Faeries on Fire
Travis Alabanza employs the chaotic and the spectacular to remind us that we cannot afford performance art as entertainment alone.
Travis Alabanza is an arsonist. Whatever they do, whichever space they’re in, they wield their pen as flamethrower, setting pages, stages and hearts alight. Their role as arsonist, though, is not one of wanton destruction, but destruction with a noble cause: the illumination of art as a creative and political act. The Royal Court Theatre is the latest stage to be so ennobled by Travis. Sound of the Underground, co-created with Debbie Hannan, is a captivating homage to the queer nightlife that shaped Travis into the stage-blazing dynamo they have become, and it issues an urgent warning about the consequences of LGBTQ assimilation into the dominant and ravaging order of our time.

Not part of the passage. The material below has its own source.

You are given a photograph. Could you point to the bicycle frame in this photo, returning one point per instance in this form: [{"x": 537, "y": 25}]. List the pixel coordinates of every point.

There is much to praise about Sound of the Underground. The acting and performances of CHIYO, Lilly SnatchDragon, Ms Sharon Le Grand, Mwice Kavindele (as Sadie Sinner the Songbird), Rhys Hollis (as Rhys’ Pieces), Sue Gives A Fuck, Tammy Reynolds (as Midgitte Bardot) and Wet Mess do nothing less than activate and enliven the audience—and each performer deserves close study. One by one, they offer their masterclass; all together, they evidence the ensorceling power of creatives rallied around a collective cause. In doing so, they honour the hallowed stage of the Royal Court, whose plays are performed on stage and taught in classrooms across the globe.

There is, as always, the comedy, cheek and sass of it all—each elemental in anything fortunate enough to have Travis’ name emblazoned upon it. But the most praiseworthy offering from Sound of the Underground is how it develops, delivers and detonates its incisive critique of the price underground queer performers have been forced to pay for “our” “inclusion”. Sound of the Underground utilises RuPaul’s Drag Race to challenge the commodification of drag performance, showing how the mainstreaming of an important and life-giving art form has helped sustain the dispossession and displacement of vulnerable LGBTQ communities and venues in the so-called West.
A legacy of single-issue gay politics, RuPaul’s Drag Race is an appropriate vehicle for this critique. In the sanitising and keening effort to enshrine gay marriage rights, LGBTQ people of colour, trans people, sex workers and the homeless (among many others)—and the issues that truly impacted their lives—were jettisoned to make gay marriage more palatable. It worked, and while wealthy white gays and lesbians celebrated their economic equality with their heterosexual comrades, those who were left behind have stayed behind, save for the select anointing of a few to celebrity-level visibility. Sound of the Underground pays tribute to the abandoned: namely, the artists, performers and creatives who continue to challenge the consumptive and tokenising thrust of mainstream LGBTQ assimilation.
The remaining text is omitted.